Stewart's slider had a tight cutter-like shape, and was thrown pretty hard at 87-89 mph. The break is more gradual than severe and hitters didn't have trouble picking up the pitch. While it may have been an off night for the pitch, he didn't have much feel for the pitch and either caught too much of the middle of the plate or wasted it down and away.
Stewart kept a good pace on the mound and attacked hitters in the zone with the fastball. He stayed ahead in counts and seemed content to let Northwest Arkansas hitters pound the pitch into the ground. Despite struggles in the first few innings, he was composed on the mound in the middle and late innings and kept his team in the game to earn the win. Stewart held his velocity through the duration of his outing.
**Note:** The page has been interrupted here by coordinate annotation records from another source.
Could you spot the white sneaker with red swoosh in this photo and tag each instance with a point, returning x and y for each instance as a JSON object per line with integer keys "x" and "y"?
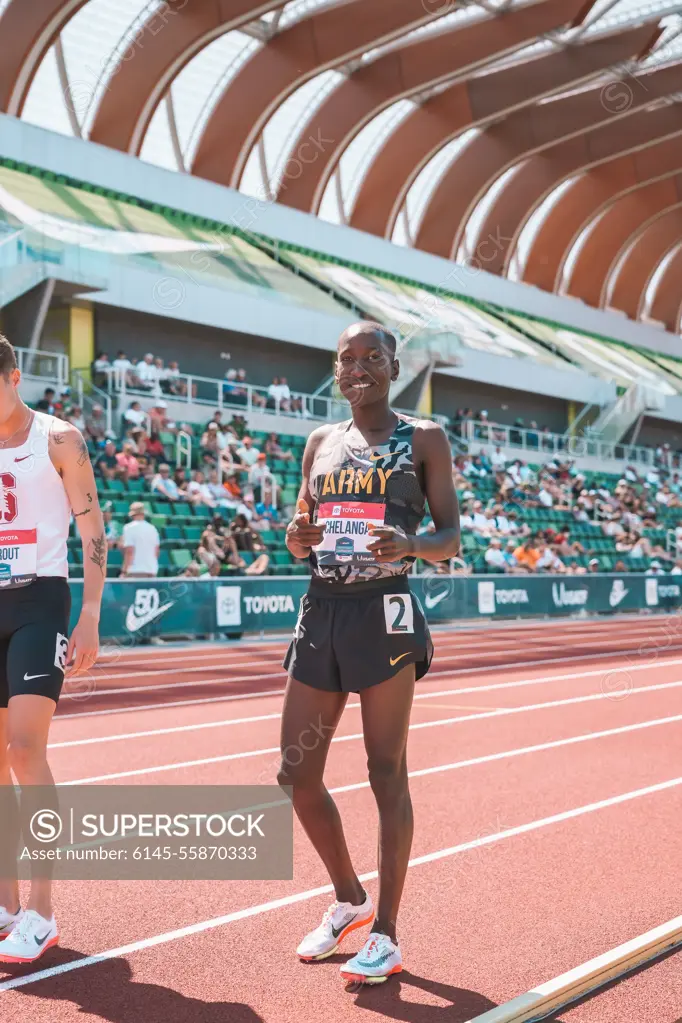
{"x": 8, "y": 922}
{"x": 30, "y": 938}
{"x": 378, "y": 960}
{"x": 338, "y": 920}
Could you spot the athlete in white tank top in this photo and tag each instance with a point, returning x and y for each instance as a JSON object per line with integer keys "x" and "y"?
{"x": 45, "y": 476}
{"x": 34, "y": 509}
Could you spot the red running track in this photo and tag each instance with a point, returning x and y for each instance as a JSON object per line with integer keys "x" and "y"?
{"x": 547, "y": 797}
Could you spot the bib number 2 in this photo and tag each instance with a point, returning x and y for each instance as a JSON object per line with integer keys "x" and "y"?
{"x": 399, "y": 613}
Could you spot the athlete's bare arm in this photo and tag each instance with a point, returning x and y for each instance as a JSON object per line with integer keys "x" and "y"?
{"x": 70, "y": 456}
{"x": 302, "y": 534}
{"x": 432, "y": 451}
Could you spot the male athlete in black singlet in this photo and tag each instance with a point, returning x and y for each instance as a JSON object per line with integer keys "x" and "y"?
{"x": 365, "y": 485}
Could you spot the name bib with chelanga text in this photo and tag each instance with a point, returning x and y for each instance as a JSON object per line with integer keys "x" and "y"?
{"x": 18, "y": 558}
{"x": 347, "y": 532}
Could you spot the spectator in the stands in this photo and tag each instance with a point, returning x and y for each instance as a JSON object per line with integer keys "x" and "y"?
{"x": 172, "y": 383}
{"x": 527, "y": 554}
{"x": 165, "y": 485}
{"x": 198, "y": 490}
{"x": 232, "y": 487}
{"x": 111, "y": 528}
{"x": 123, "y": 370}
{"x": 146, "y": 372}
{"x": 128, "y": 466}
{"x": 232, "y": 393}
{"x": 95, "y": 426}
{"x": 140, "y": 545}
{"x": 76, "y": 417}
{"x": 267, "y": 516}
{"x": 47, "y": 403}
{"x": 247, "y": 451}
{"x": 548, "y": 560}
{"x": 106, "y": 463}
{"x": 494, "y": 556}
{"x": 248, "y": 539}
{"x": 257, "y": 398}
{"x": 237, "y": 425}
{"x": 135, "y": 414}
{"x": 101, "y": 368}
{"x": 158, "y": 418}
{"x": 279, "y": 395}
{"x": 259, "y": 473}
{"x": 154, "y": 449}
{"x": 473, "y": 518}
{"x": 498, "y": 460}
{"x": 274, "y": 450}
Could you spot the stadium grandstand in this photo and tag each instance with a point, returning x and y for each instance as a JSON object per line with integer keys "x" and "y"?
{"x": 197, "y": 197}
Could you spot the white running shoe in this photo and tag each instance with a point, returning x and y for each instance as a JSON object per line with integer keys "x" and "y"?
{"x": 338, "y": 920}
{"x": 8, "y": 922}
{"x": 32, "y": 936}
{"x": 379, "y": 959}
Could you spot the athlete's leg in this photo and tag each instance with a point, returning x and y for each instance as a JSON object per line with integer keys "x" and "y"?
{"x": 309, "y": 720}
{"x": 9, "y": 889}
{"x": 385, "y": 718}
{"x": 29, "y": 722}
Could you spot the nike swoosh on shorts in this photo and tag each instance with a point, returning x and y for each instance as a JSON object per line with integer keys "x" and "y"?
{"x": 395, "y": 660}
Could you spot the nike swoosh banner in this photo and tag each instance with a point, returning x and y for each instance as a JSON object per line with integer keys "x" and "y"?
{"x": 189, "y": 608}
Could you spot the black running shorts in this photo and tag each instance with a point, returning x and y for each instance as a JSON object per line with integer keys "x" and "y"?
{"x": 351, "y": 636}
{"x": 34, "y": 631}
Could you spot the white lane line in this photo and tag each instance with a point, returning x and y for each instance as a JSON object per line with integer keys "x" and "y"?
{"x": 263, "y": 907}
{"x": 441, "y": 722}
{"x": 492, "y": 686}
{"x": 432, "y": 674}
{"x": 476, "y": 650}
{"x": 523, "y": 751}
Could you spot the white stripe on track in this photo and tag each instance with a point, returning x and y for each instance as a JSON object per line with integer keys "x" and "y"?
{"x": 279, "y": 903}
{"x": 227, "y": 722}
{"x": 499, "y": 648}
{"x": 432, "y": 674}
{"x": 483, "y": 715}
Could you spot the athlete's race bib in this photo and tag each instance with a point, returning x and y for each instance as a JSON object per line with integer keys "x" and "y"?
{"x": 18, "y": 558}
{"x": 347, "y": 532}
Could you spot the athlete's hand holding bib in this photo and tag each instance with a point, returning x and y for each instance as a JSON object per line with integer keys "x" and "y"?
{"x": 302, "y": 534}
{"x": 392, "y": 543}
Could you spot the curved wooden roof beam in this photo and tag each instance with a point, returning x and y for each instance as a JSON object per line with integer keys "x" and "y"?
{"x": 518, "y": 136}
{"x": 604, "y": 147}
{"x": 598, "y": 254}
{"x": 324, "y": 39}
{"x": 630, "y": 281}
{"x": 403, "y": 73}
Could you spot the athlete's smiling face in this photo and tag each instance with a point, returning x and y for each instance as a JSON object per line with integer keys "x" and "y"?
{"x": 366, "y": 363}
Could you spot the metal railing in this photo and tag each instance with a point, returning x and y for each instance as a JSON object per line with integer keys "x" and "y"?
{"x": 537, "y": 443}
{"x": 38, "y": 364}
{"x": 90, "y": 395}
{"x": 193, "y": 390}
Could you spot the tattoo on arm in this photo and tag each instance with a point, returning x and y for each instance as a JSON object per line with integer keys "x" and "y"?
{"x": 98, "y": 556}
{"x": 84, "y": 454}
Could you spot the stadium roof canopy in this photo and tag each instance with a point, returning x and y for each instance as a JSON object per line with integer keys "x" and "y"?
{"x": 541, "y": 139}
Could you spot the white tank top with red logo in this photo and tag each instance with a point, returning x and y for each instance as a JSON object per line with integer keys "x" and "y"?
{"x": 35, "y": 513}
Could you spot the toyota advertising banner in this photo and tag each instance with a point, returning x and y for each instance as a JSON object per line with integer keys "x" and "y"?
{"x": 143, "y": 609}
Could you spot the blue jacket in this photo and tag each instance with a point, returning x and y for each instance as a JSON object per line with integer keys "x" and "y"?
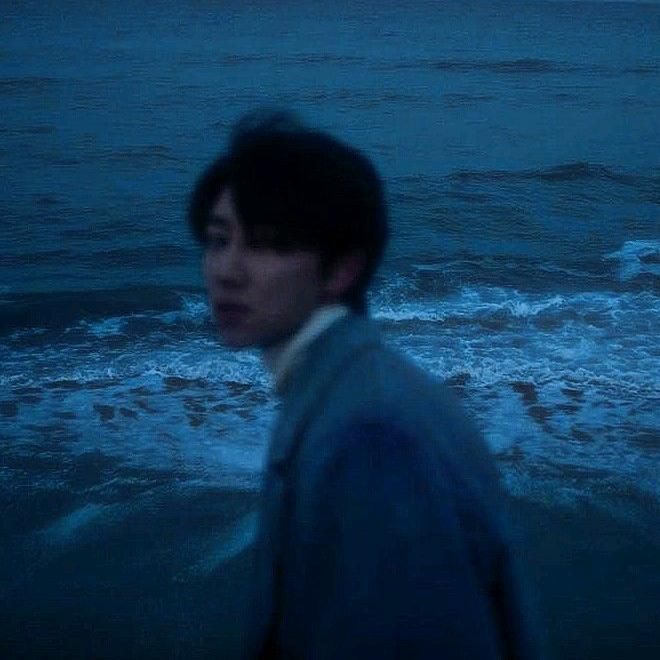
{"x": 381, "y": 534}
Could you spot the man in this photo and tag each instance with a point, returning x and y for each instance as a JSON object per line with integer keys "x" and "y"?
{"x": 380, "y": 530}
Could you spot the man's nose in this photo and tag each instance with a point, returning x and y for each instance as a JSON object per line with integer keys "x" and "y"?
{"x": 227, "y": 268}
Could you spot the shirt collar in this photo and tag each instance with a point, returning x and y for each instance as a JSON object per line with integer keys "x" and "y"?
{"x": 285, "y": 356}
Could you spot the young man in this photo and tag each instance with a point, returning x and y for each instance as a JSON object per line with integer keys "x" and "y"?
{"x": 380, "y": 530}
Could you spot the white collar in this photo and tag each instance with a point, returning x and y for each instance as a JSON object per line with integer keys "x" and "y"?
{"x": 283, "y": 357}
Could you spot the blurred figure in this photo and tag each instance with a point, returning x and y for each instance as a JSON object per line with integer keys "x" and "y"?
{"x": 381, "y": 534}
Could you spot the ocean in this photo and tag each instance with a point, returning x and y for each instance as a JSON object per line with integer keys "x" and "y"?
{"x": 520, "y": 149}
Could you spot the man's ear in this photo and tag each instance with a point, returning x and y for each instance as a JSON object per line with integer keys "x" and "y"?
{"x": 342, "y": 274}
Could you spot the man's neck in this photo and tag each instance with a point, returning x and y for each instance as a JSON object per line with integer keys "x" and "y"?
{"x": 282, "y": 358}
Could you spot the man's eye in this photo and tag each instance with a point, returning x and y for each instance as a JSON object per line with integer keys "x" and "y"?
{"x": 217, "y": 242}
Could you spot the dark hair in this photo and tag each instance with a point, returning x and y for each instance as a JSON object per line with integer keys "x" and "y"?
{"x": 295, "y": 187}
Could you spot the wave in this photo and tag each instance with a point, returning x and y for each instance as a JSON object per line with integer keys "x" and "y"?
{"x": 523, "y": 65}
{"x": 637, "y": 258}
{"x": 566, "y": 172}
{"x": 59, "y": 311}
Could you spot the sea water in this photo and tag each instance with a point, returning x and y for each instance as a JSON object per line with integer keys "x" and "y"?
{"x": 520, "y": 149}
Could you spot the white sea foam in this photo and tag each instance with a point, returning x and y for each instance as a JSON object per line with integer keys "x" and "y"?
{"x": 69, "y": 527}
{"x": 105, "y": 327}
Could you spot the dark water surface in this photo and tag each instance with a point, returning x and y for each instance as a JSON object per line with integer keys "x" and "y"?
{"x": 520, "y": 147}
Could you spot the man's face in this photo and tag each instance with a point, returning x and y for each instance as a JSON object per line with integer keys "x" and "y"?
{"x": 259, "y": 296}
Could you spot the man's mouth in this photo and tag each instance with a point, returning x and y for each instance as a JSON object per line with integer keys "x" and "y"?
{"x": 230, "y": 312}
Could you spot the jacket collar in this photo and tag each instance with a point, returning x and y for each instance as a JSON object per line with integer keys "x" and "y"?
{"x": 322, "y": 363}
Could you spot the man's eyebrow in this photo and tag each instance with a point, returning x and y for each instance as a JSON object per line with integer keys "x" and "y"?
{"x": 217, "y": 222}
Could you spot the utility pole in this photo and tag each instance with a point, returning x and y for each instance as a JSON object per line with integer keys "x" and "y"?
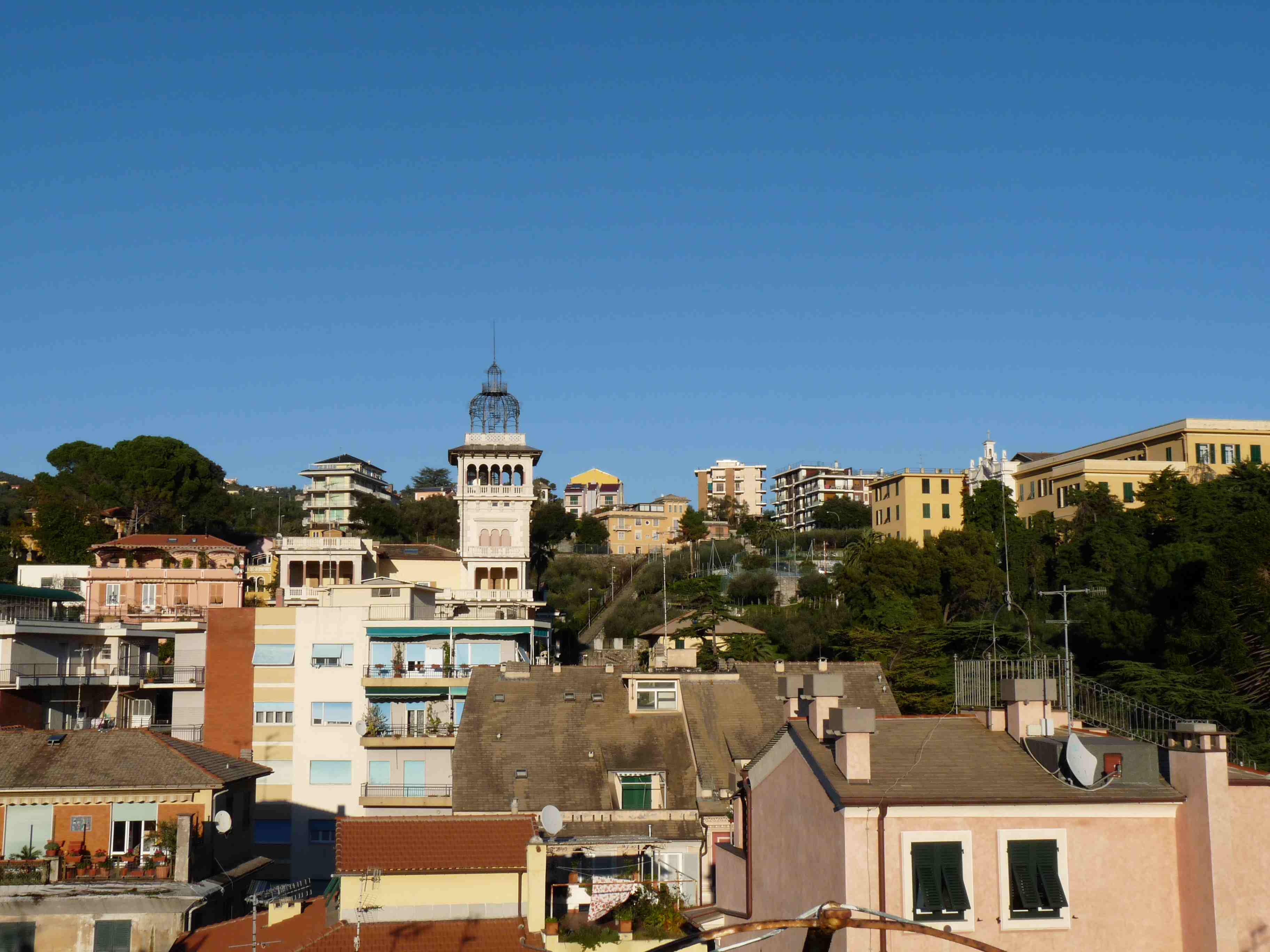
{"x": 1066, "y": 622}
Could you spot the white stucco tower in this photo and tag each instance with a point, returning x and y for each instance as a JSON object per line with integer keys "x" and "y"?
{"x": 496, "y": 493}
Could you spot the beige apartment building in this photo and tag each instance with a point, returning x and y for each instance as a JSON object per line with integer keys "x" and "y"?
{"x": 1199, "y": 450}
{"x": 917, "y": 505}
{"x": 732, "y": 478}
{"x": 644, "y": 527}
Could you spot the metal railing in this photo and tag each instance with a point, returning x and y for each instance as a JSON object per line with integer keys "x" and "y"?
{"x": 407, "y": 790}
{"x": 415, "y": 730}
{"x": 417, "y": 669}
{"x": 194, "y": 733}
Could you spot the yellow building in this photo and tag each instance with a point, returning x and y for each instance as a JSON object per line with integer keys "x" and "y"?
{"x": 1197, "y": 449}
{"x": 644, "y": 527}
{"x": 916, "y": 505}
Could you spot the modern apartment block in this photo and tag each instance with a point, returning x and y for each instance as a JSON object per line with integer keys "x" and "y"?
{"x": 917, "y": 505}
{"x": 801, "y": 488}
{"x": 335, "y": 488}
{"x": 592, "y": 490}
{"x": 644, "y": 527}
{"x": 1197, "y": 449}
{"x": 732, "y": 478}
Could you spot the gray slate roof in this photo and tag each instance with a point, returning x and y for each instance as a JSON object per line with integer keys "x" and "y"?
{"x": 733, "y": 720}
{"x": 550, "y": 738}
{"x": 127, "y": 760}
{"x": 954, "y": 760}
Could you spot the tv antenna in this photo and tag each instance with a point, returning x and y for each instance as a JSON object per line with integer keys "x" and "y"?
{"x": 289, "y": 891}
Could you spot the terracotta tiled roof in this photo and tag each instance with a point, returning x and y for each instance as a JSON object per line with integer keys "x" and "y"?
{"x": 449, "y": 936}
{"x": 432, "y": 843}
{"x": 162, "y": 540}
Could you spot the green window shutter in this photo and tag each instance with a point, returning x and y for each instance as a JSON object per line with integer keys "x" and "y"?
{"x": 954, "y": 888}
{"x": 1023, "y": 875}
{"x": 926, "y": 879}
{"x": 1046, "y": 854}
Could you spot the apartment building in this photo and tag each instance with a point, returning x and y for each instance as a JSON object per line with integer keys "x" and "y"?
{"x": 917, "y": 505}
{"x": 1198, "y": 449}
{"x": 801, "y": 488}
{"x": 644, "y": 527}
{"x": 333, "y": 490}
{"x": 978, "y": 826}
{"x": 159, "y": 576}
{"x": 592, "y": 490}
{"x": 732, "y": 479}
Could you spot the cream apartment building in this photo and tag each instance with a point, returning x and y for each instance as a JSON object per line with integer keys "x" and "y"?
{"x": 1197, "y": 449}
{"x": 917, "y": 505}
{"x": 732, "y": 478}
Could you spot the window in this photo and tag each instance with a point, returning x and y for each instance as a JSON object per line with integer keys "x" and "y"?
{"x": 274, "y": 711}
{"x": 322, "y": 832}
{"x": 333, "y": 713}
{"x": 275, "y": 656}
{"x": 281, "y": 775}
{"x": 17, "y": 937}
{"x": 638, "y": 793}
{"x": 328, "y": 772}
{"x": 112, "y": 936}
{"x": 656, "y": 696}
{"x": 938, "y": 884}
{"x": 272, "y": 832}
{"x": 333, "y": 657}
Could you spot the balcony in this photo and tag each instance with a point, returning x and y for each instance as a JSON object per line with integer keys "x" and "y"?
{"x": 412, "y": 736}
{"x": 486, "y": 596}
{"x": 416, "y": 674}
{"x": 406, "y": 795}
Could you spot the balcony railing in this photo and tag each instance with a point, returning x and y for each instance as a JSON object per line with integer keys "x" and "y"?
{"x": 416, "y": 730}
{"x": 417, "y": 669}
{"x": 403, "y": 790}
{"x": 194, "y": 733}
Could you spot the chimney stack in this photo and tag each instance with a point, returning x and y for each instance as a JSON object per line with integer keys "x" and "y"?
{"x": 853, "y": 751}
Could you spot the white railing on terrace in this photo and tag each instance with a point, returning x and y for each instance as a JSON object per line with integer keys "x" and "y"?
{"x": 305, "y": 544}
{"x": 487, "y": 596}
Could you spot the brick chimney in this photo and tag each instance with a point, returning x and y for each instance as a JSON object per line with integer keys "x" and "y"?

Stewart has a physical build at a listed 6'3 and 210 lbs. that suggests durability. His delivery is clean and without frills, pitching out of a high three-quarters slot. Stewart's arm action is a bit long in back, but it clearly doesn't hamper his ability to throw strikes, and he does a solid job staying on line to the plate. Stewart has plenty of arm strength, but also incorporates his strong lower half in his delivery, likely aiding his stamina.
While it wasn't his best outing from a statistical standpoint, Stewart was still pitch efficient and in control. Based on this abbreviated look, I could see Stewart becoming a solid number four pitcher, and just a tick or two more on the fastball and an improved breaking ball away from number three upside. A number four starter that can eat innings and hold his stuff deeper into starts is still an asset, and an improvement on my impression of Stewart at the start of the season.
Because of his age and stamina, Stewart might be able to steady the back end of the Dodgers' rotation in 2016, capable of throwing six innings with quality stuff each time out. That might be enough of a break for the bullpen to conserve innings it has otherwise had to use during Julio Urias and Mike Bolsinger starts. Stewart might not end up factoring heavily during the playoffs, but he can certainly aid the process in getting there.